Merhaba, Uluslararası Diplomatik İlişkiler Akademik Araştırmalar ve Eğitim Derneği olarak Başkent Üniversitesi, Kıbrıs Türk Tarihi Araştırmaları Merkezi Müdürü Doç. Dr. Mehmet Balyemez ile Kıbrıs Türklerinin uzun yıllardır süregelen mücadelelerini ve Doğu Akdeniz’de Amerika Birleşik Devletleri, Avrupa Birliği, İsrail ve Güney Kıbrıs Rum Yönetimi tarafından yapılan politikalar üzerine bir röportaj gerçekleştireceğiz. Sözü kendisine bırakıyorum.
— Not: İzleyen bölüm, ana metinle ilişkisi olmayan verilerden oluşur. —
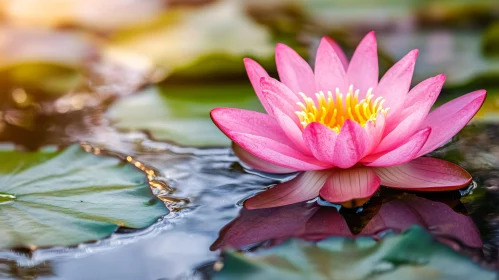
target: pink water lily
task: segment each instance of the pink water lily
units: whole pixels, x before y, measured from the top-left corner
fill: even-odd
[[[350,230],[347,219],[336,208],[321,207],[317,203],[242,209],[236,219],[220,230],[210,249],[243,248],[263,241],[273,246],[289,238],[320,241],[330,236],[373,236],[386,230],[405,231],[413,225],[425,228],[451,246],[456,245],[456,241],[469,248],[481,250],[483,246],[480,231],[471,217],[454,212],[442,202],[404,195],[384,201],[376,215],[357,233]]]
[[[417,55],[410,51],[379,81],[374,32],[364,37],[350,61],[333,40],[322,38],[314,71],[290,47],[278,44],[280,82],[245,59],[267,113],[217,108],[211,112],[214,123],[250,167],[271,173],[306,171],[245,206],[268,208],[319,195],[358,205],[380,185],[421,191],[468,185],[471,176],[461,167],[422,156],[459,132],[486,92],[468,93],[430,112],[445,75],[409,90]]]

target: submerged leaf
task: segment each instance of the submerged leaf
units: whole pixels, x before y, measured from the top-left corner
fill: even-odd
[[[420,227],[376,242],[332,237],[291,239],[251,255],[225,254],[214,279],[496,279],[497,273],[435,241]]]
[[[75,245],[168,213],[146,175],[77,145],[62,152],[0,150],[0,248]]]

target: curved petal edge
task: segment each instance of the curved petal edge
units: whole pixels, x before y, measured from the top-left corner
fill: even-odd
[[[414,191],[449,191],[471,183],[471,175],[459,165],[421,157],[408,163],[374,168],[381,185]]]
[[[373,168],[335,169],[321,189],[320,195],[335,203],[369,199],[378,190],[380,182]]]
[[[246,200],[246,209],[271,208],[316,198],[328,177],[328,171],[303,172],[291,181],[277,184]]]

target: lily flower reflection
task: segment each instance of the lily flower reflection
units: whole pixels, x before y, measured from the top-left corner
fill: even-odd
[[[317,50],[315,71],[286,45],[276,47],[280,82],[245,59],[267,114],[233,108],[211,112],[252,168],[306,171],[301,184],[280,185],[249,199],[248,208],[293,204],[319,194],[334,203],[367,201],[380,185],[421,191],[459,189],[471,181],[461,167],[421,157],[453,137],[475,115],[478,90],[430,109],[445,81],[437,75],[409,91],[418,50],[378,81],[377,41],[366,35],[350,61],[331,39]],[[324,170],[328,170],[324,172]],[[304,183],[308,182],[308,183]]]
[[[345,218],[333,207],[317,203],[297,203],[268,209],[242,209],[239,217],[227,224],[211,246],[243,248],[268,241],[269,246],[289,238],[320,241],[330,236],[376,236],[386,231],[400,232],[419,225],[449,245],[482,248],[480,232],[472,219],[456,213],[441,202],[415,195],[404,195],[381,205],[360,233],[352,233]]]

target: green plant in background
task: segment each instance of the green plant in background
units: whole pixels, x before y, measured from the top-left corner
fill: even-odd
[[[70,52],[68,53],[68,50]],[[88,37],[38,28],[0,28],[0,100],[22,89],[31,100],[55,99],[81,86],[98,49]]]
[[[107,48],[143,55],[168,73],[182,72],[177,76],[204,78],[244,75],[241,59],[271,58],[273,45],[269,30],[247,15],[243,1],[223,0],[202,9],[172,9],[118,32]]]

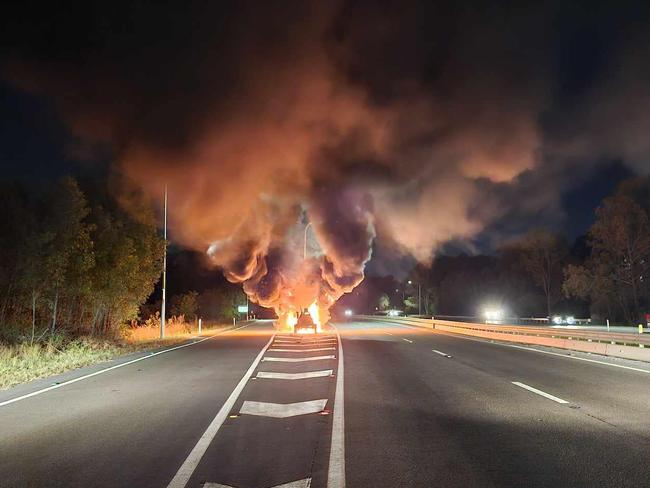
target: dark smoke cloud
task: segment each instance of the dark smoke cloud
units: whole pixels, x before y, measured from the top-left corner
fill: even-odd
[[[51,97],[81,141],[108,144],[124,189],[160,201],[168,183],[174,235],[260,303],[297,282],[326,302],[363,278],[375,234],[379,254],[426,262],[504,218],[561,221],[567,182],[604,159],[647,171],[648,13],[22,5],[5,17],[3,72]],[[522,230],[500,226],[495,244]]]

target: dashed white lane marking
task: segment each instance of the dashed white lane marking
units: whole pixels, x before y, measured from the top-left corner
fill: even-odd
[[[223,405],[221,405],[219,412],[217,412],[217,415],[214,417],[212,422],[210,422],[210,425],[208,425],[208,428],[196,443],[189,456],[187,456],[187,459],[183,461],[183,464],[178,469],[178,472],[174,475],[172,480],[169,482],[167,488],[185,488],[185,485],[187,485],[187,482],[192,477],[192,473],[194,473],[194,470],[199,465],[199,462],[201,462],[201,458],[203,458],[205,451],[208,449],[210,443],[214,440],[217,432],[219,432],[219,429],[228,417],[228,414],[232,410],[232,407],[235,405],[235,402],[237,401],[237,398],[239,398],[242,390],[248,383],[248,380],[253,375],[255,368],[257,368],[257,365],[260,364],[260,361],[264,357],[264,354],[266,354],[266,350],[273,342],[273,339],[274,337],[271,337],[271,339],[269,339],[269,342],[262,348],[260,353],[251,364],[250,368],[248,368],[248,371],[246,371],[242,379],[239,380],[239,383],[237,383],[237,386],[235,386],[235,389],[232,391],[228,399],[224,402]]]
[[[27,393],[26,395],[21,395],[19,397],[12,398],[10,400],[5,400],[4,402],[0,402],[0,407],[4,407],[5,405],[9,405],[10,403],[19,402],[20,400],[25,400],[26,398],[30,398],[30,397],[33,397],[33,396],[36,396],[36,395],[40,395],[41,393],[45,393],[45,392],[48,392],[48,391],[51,391],[51,390],[56,390],[57,388],[61,388],[61,387],[66,386],[66,385],[76,383],[77,381],[92,378],[93,376],[97,376],[97,375],[100,375],[102,373],[107,373],[109,371],[113,371],[114,369],[118,369],[118,368],[121,368],[123,366],[128,366],[129,364],[137,363],[138,361],[144,361],[145,359],[154,358],[156,356],[160,356],[161,354],[166,354],[168,352],[172,352],[172,351],[175,351],[177,349],[182,349],[184,347],[193,346],[194,344],[198,344],[198,343],[203,342],[203,341],[209,341],[210,339],[214,339],[215,337],[218,337],[220,335],[227,334],[229,332],[234,332],[236,330],[243,329],[244,327],[249,327],[251,325],[253,325],[253,324],[242,325],[241,327],[237,327],[236,329],[229,329],[229,330],[225,330],[223,332],[218,332],[217,334],[211,335],[210,337],[206,337],[204,339],[199,339],[198,341],[190,342],[189,344],[181,344],[180,346],[170,347],[169,349],[164,349],[162,351],[152,352],[151,354],[149,354],[147,356],[142,356],[142,357],[139,357],[139,358],[136,358],[136,359],[132,359],[131,361],[126,361],[124,363],[116,364],[115,366],[111,366],[110,368],[100,369],[99,371],[95,371],[94,373],[85,374],[83,376],[79,376],[78,378],[73,378],[71,380],[64,381],[64,382],[58,383],[56,385],[48,386],[47,388],[43,388],[42,390],[33,391],[31,393]]]
[[[333,351],[333,347],[316,347],[314,349],[269,349],[269,352],[316,352]]]
[[[324,369],[323,371],[307,371],[305,373],[273,373],[260,371],[257,373],[258,378],[271,380],[304,380],[307,378],[320,378],[331,376],[334,370]]]
[[[440,354],[441,356],[444,356],[444,357],[446,357],[446,358],[450,358],[450,357],[451,357],[450,354],[447,354],[447,353],[442,352],[442,351],[438,351],[437,349],[431,349],[431,350],[432,350],[433,352],[435,352],[436,354]]]
[[[273,417],[285,419],[297,415],[307,415],[321,412],[327,405],[327,398],[296,403],[268,403],[245,401],[239,410],[242,415],[257,415],[259,417]]]
[[[277,363],[302,363],[303,361],[320,361],[322,359],[335,359],[334,355],[331,356],[310,356],[307,358],[275,358],[265,357],[262,361],[275,361]]]
[[[384,334],[395,335],[395,334],[391,334],[390,332],[384,332]]]
[[[336,337],[339,341],[339,365],[336,372],[336,390],[334,392],[334,411],[332,418],[332,443],[330,446],[330,462],[327,470],[327,488],[345,488],[345,399],[343,381],[343,341],[338,329]]]
[[[408,342],[409,344],[413,344],[413,341],[412,341],[411,339],[404,339],[404,338],[402,337],[402,340]]]
[[[548,398],[549,400],[553,400],[554,402],[557,402],[557,403],[569,403],[566,400],[562,400],[561,398],[553,396],[550,393],[546,393],[545,391],[538,390],[537,388],[533,388],[532,386],[529,386],[529,385],[527,385],[525,383],[520,383],[519,381],[513,381],[512,384],[517,385],[520,388],[523,388],[524,390],[532,391],[533,393],[541,395],[544,398]]]
[[[292,481],[290,483],[283,483],[281,485],[275,485],[270,488],[309,488],[311,486],[311,478],[305,478],[304,480]],[[221,485],[219,483],[203,483],[203,488],[235,488],[230,485]]]
[[[415,325],[402,325],[402,324],[395,324],[398,325],[399,327],[404,327],[404,328],[409,328],[409,329],[419,329],[422,330],[422,327],[417,327]],[[429,332],[433,334],[440,334],[440,331],[436,332],[433,330],[429,330]],[[456,339],[462,339],[465,341],[474,341],[474,342],[480,342],[482,344],[492,344],[493,346],[503,346],[503,347],[512,347],[515,349],[523,349],[524,351],[532,351],[532,352],[539,352],[541,354],[550,354],[551,356],[559,356],[561,358],[566,358],[566,359],[575,359],[576,361],[585,361],[587,363],[596,363],[596,364],[602,364],[603,366],[611,366],[613,368],[621,368],[621,369],[627,369],[630,371],[637,371],[639,373],[646,373],[650,374],[650,369],[641,369],[641,368],[635,368],[633,366],[625,366],[624,364],[614,364],[614,363],[606,363],[605,361],[598,361],[597,359],[589,359],[589,358],[581,358],[579,356],[570,356],[569,354],[561,354],[559,352],[552,352],[552,351],[544,351],[543,349],[535,349],[534,347],[526,347],[526,346],[518,346],[515,344],[505,344],[503,342],[494,342],[489,339],[474,339],[473,337],[464,337],[460,334],[453,334],[453,333],[447,333],[447,334],[442,334],[447,337],[454,337]],[[614,358],[616,359],[616,358]]]

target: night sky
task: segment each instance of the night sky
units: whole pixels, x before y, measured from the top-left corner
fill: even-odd
[[[300,205],[327,220],[324,192],[367,192],[379,257],[490,252],[537,226],[575,239],[620,181],[650,170],[644,2],[8,13],[4,176],[111,173],[156,204],[173,181],[172,231],[198,250],[257,208],[237,188],[291,209],[274,229]]]

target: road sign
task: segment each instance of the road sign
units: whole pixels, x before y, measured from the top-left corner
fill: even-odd
[[[248,313],[248,305],[238,305],[237,312],[239,313]]]

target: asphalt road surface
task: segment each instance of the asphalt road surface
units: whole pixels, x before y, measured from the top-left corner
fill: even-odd
[[[257,322],[1,392],[0,486],[648,487],[650,365]]]

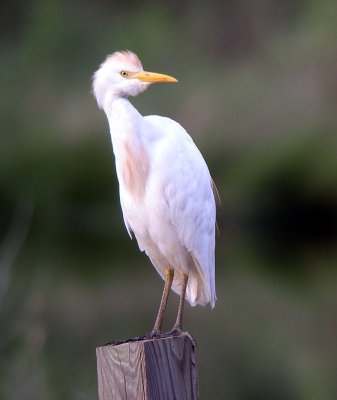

Soru 1: ABD, Eylül 2020’de Güney Kıbrıs Rum Yönetimi (GKRY)’ye yönelik silah ambargosunun kaldırılması yönünde aldığı kararın kapsamını genişleterek, ‘‘Uluslararası silah ticareti düzenlemeleri, 1 Ekim 2022’den itibaren yeni politikayı yansıtacak şekilde değiştirilecektir.’’ kararını aldı. ABD, bu kararla, Kasım 1987’den bu yana Güney Kıbrıs Rum Yönetimi’ne uyguladığı ambargoyu tamamen sona erdirmiş oldu. ABD, bunun sonucunda 1987’den bu yana Güney Kıbrıs Rum Yönetimi’ne uyguladığı ‘‘savunma ticareti’’ kısıtlamalarını 2023 mali yılında kaldırdı. ABD ile Güney Kıbrıs Rum Yönetimi (GKRY) arasında imzalanan savunma iş birliği anlaşmasının, ABD’nin Rum kesimindeki askeri varlığı artıyor. Buna mukabil ABD’nin Güney Kıbrıs Rum Yönetimi ile ilişkilerini arttırmasındaki amaç nedir?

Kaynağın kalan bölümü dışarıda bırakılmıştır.